The Scarecrow in The Wizard of Oz managed very well without a brain – and he was not the only one. The amoeba – a single-celled organism that has the ability to alter its shape and swims about freely – also has no brain. But a multi-disciplinary group of international researchers that includes Israelis has shown for the first time that even one-celled organisms such as amoebae can exhibit a conditioned response, remembering a pathway to food for up to 90 minutes.

Ivan Pavlov, the Russian physiologist who spent many years experimenting on conditioning animals and died in 1936, worked with dogs. He showed that higher-order organisms could be trained to respond to a stimulus rather than the actual thing – in his case, a bell instead of food. 

The most basic type of associative learning is the classical conditioning developed by the Nobel Prize Laureate Ivan Pavlov, who established the first systematic study of the fundamental principles of associative memory.” In his studies, after an appropriate conditioning, dogs deprived of food started to salivate simply by hearing a bell ring and not from seeing or smelling food. 

However, new experiments conducted by an Israeli brain scientist and a Spanish mathematician, cancer researcher and pathologist show that even one-celled organisms exhibit conditioned responses. They proved that even without a brain, amoeba were shown to be “intelligent” enough to be conditioned. 

This discovery opens a pathway towards understanding cell adaptation in a variety of important biological processes such as fetus development, the spread of cancer and in how we learn and remember. 

Their results were recently published in the prestigious journal Nature Communications. 

Dr. Shira Knafo of Ben-Gurion University of the Negev’s department of physiology and cell Biology and the National Institute for Biotechnology in the Negev  (NIBN) in Beersheba worked with Dr. Ildefonso De la Fuente of the CEBAS-CSIC Institute and the Department of Mathematics, Faculty of Science and Technology, University of the Basque Country, Dr. María Dolores Boyano of the Department of Cell Biology and Histology, Faculty of Medicine and Nursing, University of the Basque Country, 

They and their colleagues showed that amoebae will retrace a pathway to food even in the absence of food for anywhere from 20 minutes to 90 minutes. And this was while lacking a brain. Knafo and her colleagues believe instead of a brain, the memories are encoded temporarily onto a complex network of proteins.

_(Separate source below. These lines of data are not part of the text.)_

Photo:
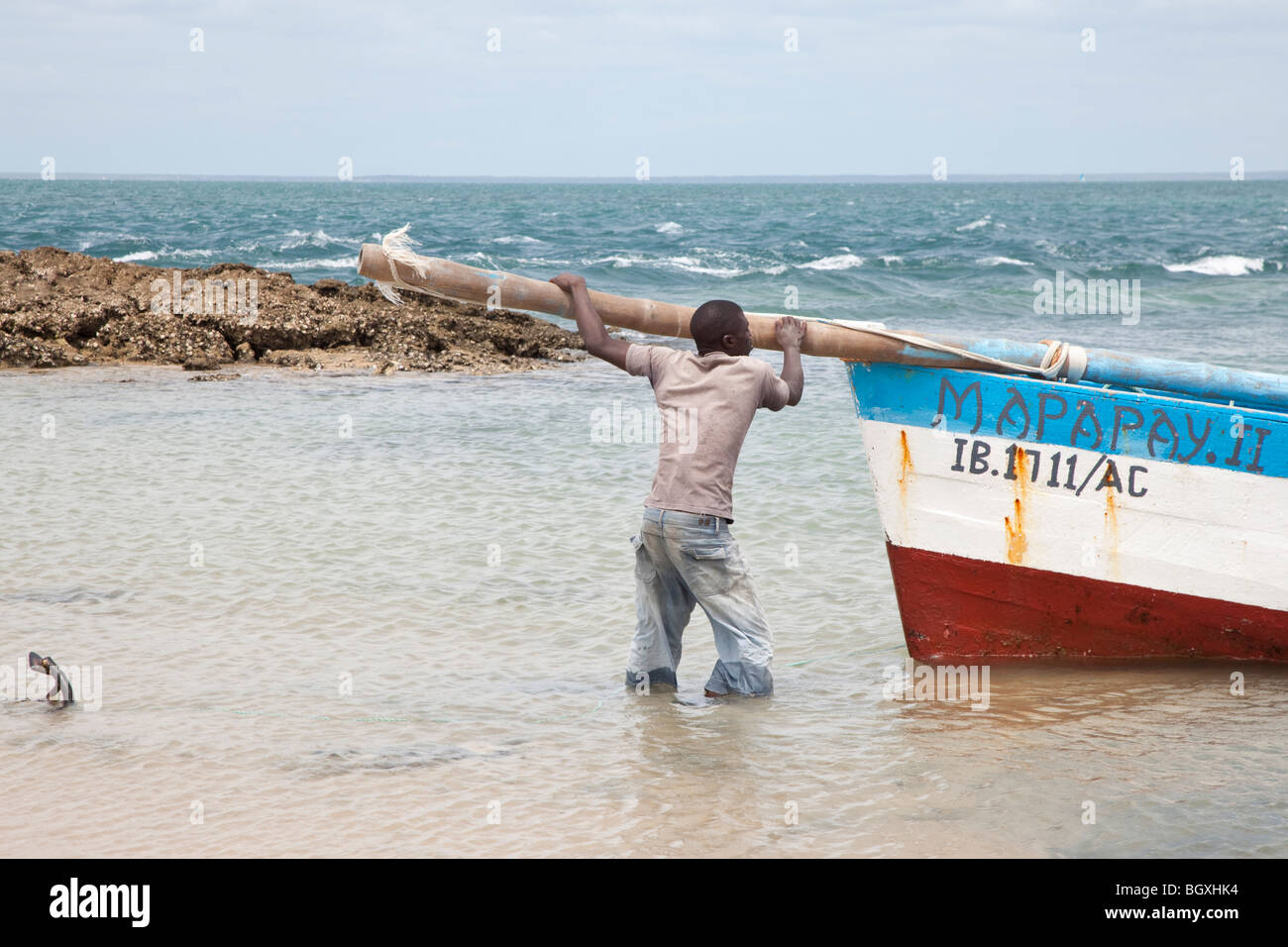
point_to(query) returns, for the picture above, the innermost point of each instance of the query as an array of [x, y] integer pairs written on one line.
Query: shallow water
[[464, 558]]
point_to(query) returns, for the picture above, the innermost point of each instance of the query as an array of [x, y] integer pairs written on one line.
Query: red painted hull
[[953, 607]]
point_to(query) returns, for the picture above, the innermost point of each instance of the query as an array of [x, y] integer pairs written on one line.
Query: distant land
[[658, 179]]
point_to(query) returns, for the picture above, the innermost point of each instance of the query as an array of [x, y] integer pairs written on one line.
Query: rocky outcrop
[[62, 308]]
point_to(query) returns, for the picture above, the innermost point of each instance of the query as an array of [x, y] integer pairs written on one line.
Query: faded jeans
[[684, 560]]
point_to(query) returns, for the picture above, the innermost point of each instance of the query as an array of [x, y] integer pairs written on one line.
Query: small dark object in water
[[60, 692]]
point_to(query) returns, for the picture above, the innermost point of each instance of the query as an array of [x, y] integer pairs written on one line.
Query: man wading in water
[[684, 553]]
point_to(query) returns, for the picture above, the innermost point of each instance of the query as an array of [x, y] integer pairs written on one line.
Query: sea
[[351, 615]]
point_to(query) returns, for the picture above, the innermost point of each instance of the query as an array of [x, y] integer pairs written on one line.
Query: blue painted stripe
[[1083, 416]]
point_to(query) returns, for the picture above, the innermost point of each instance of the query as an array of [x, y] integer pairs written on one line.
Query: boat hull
[[1037, 518]]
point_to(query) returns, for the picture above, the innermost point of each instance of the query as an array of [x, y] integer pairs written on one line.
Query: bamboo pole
[[511, 291]]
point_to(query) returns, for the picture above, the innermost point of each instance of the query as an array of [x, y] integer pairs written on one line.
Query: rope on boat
[[1061, 359]]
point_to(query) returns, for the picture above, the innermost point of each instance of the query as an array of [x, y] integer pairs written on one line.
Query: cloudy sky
[[585, 89]]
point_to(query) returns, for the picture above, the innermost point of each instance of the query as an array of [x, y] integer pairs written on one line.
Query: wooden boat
[[1037, 499]]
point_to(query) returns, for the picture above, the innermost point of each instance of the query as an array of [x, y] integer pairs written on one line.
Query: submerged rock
[[59, 308]]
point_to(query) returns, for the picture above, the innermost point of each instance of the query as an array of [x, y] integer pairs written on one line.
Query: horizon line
[[1104, 176]]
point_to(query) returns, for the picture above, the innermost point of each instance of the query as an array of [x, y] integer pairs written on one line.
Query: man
[[684, 553]]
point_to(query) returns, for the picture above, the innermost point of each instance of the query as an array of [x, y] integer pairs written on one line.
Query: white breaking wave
[[336, 263], [140, 256], [1227, 264], [320, 237], [838, 262]]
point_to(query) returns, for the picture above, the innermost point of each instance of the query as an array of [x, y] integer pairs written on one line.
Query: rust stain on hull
[[905, 467], [1017, 543], [1112, 532]]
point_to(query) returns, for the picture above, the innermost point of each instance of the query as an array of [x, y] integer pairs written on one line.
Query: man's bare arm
[[790, 333], [599, 343]]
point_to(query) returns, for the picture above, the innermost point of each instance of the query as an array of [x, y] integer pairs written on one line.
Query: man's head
[[720, 326]]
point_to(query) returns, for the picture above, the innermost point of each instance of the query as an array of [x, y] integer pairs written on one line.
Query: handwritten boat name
[[1172, 434]]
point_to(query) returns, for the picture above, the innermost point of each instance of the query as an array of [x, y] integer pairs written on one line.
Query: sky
[[588, 89]]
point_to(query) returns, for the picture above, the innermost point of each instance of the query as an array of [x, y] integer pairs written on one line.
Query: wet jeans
[[684, 560]]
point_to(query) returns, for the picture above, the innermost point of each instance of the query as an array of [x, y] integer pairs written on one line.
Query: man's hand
[[570, 282], [599, 343], [790, 333]]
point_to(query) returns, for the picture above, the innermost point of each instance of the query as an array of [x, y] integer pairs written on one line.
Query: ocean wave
[[318, 237], [1003, 262], [688, 264], [838, 262], [333, 263], [1227, 264]]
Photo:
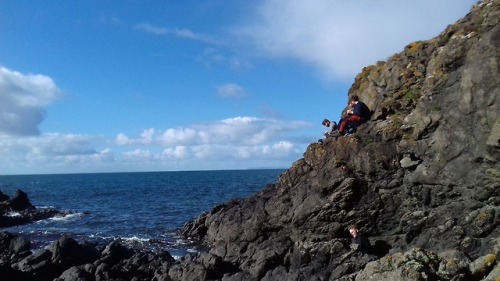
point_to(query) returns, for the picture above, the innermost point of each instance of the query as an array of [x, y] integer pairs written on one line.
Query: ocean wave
[[66, 217], [13, 214]]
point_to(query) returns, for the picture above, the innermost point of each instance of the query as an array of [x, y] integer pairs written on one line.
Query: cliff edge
[[421, 179]]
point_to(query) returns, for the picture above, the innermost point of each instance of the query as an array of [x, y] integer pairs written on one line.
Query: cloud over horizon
[[22, 101]]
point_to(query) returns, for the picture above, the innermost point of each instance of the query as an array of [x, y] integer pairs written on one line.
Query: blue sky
[[118, 86]]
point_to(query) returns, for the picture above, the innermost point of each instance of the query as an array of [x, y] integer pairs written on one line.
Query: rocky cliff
[[421, 179]]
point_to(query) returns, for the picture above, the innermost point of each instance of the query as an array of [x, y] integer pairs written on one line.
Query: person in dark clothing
[[357, 115], [359, 243]]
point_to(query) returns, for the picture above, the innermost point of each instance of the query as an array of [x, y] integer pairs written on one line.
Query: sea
[[145, 210]]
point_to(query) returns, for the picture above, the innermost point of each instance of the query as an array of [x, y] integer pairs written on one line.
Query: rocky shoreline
[[421, 179]]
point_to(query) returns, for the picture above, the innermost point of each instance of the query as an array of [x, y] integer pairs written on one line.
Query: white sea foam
[[66, 217], [13, 214]]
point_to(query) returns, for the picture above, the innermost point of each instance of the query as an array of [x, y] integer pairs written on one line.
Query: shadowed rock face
[[424, 173], [421, 180], [19, 210]]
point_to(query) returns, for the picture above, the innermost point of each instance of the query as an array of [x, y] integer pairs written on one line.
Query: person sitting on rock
[[357, 115], [332, 127], [359, 243]]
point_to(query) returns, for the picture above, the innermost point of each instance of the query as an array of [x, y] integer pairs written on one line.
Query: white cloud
[[233, 143], [22, 101], [236, 131], [231, 90], [182, 33], [341, 37]]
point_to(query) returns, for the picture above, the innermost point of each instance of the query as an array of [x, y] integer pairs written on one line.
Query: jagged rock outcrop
[[68, 260], [18, 210], [422, 178]]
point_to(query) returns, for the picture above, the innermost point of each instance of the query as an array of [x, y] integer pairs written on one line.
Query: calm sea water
[[142, 209]]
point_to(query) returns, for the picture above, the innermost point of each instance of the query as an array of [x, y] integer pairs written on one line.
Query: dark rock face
[[421, 179], [68, 260], [25, 212]]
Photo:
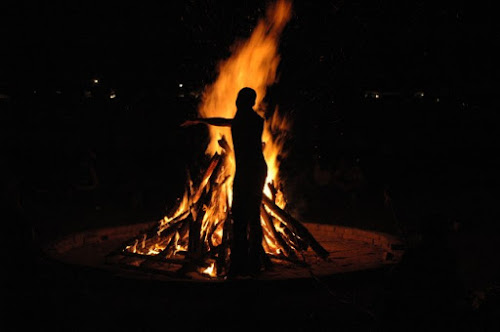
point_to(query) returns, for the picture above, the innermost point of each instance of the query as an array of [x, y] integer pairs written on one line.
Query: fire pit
[[350, 250], [195, 240]]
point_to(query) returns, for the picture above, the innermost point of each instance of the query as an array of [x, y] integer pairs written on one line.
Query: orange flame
[[253, 63]]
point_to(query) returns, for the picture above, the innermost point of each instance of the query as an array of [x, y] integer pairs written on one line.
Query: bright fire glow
[[253, 63]]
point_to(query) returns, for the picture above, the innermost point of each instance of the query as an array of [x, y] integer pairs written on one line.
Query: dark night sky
[[379, 44]]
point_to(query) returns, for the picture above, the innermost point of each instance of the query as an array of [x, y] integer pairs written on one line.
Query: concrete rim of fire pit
[[351, 250]]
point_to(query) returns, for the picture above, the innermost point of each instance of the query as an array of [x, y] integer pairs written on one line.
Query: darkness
[[395, 112]]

In their experiments, the researchers put amoebae proteus on a slide with an electric current running through it. The amoebae are naturally drawn to the side with the negative current. But if food is put on the positive side, the amoebae will make their way there. More interestingly, even if the food is taken away, the amoebae will still gravitate towards the positive side for a certain amount of time. The researchers discovered a similar finding in the related species Metamoeba leningradensis.

Associative memory, the authors explained. is the main type of learning by which complex organisms endowed with evolved nervous systems respond efficiently to certain environmental stimuli. It has been found in different multicellular species, from cephalopods to humans, but never in individual cells. 

They found that amoebae are capable of linking two independent past events and move towards their target for an average of 44 minutes. One of the most remarkable accomplishments in the field of neuroscience is the description of essential principles that define the basic forms of associative memory for learning, they wrote.

“This fundamental cognitive property occurs through complex biological mechanisms by which the connection between two previously unrelated stimuli, or a behavior and a stimulus, is learned; when such process takes place, it is assumed that the association of these stimuli is stored in a memory system. For centuries, different thinkers have shaped a very plentiful and venerable history of research on basic learning processes. The combined work of philosophers, naturalists, physiologists, and life scientists has set the baseline upon which the modern learning theory currently stands. 

The NIBN, is a unique, one of a kind, research institute located within Ben-Gurion University, with a mission is to conduct multi-disciplinary, applied and innovative research guided by a biotechnological vision and to lead the commercialization of novel technologies developed by its researchers. NIBN focuses on cancer, infectious diseases, autoimmune and metabolic diseases, human genetic disorders, neurodegenerative diseases, and applied biotechnology. NIBN has 24 leading researchers, all Ben-Gurion Univerfsity faculty members, nearly 175 graduate students including post-doctoral fellows and some 40 technical and administrative staff. The NIBN holds a patent portfolio of around 50 patent families, and NIBN members have published over 800 articles in leading scientific journals.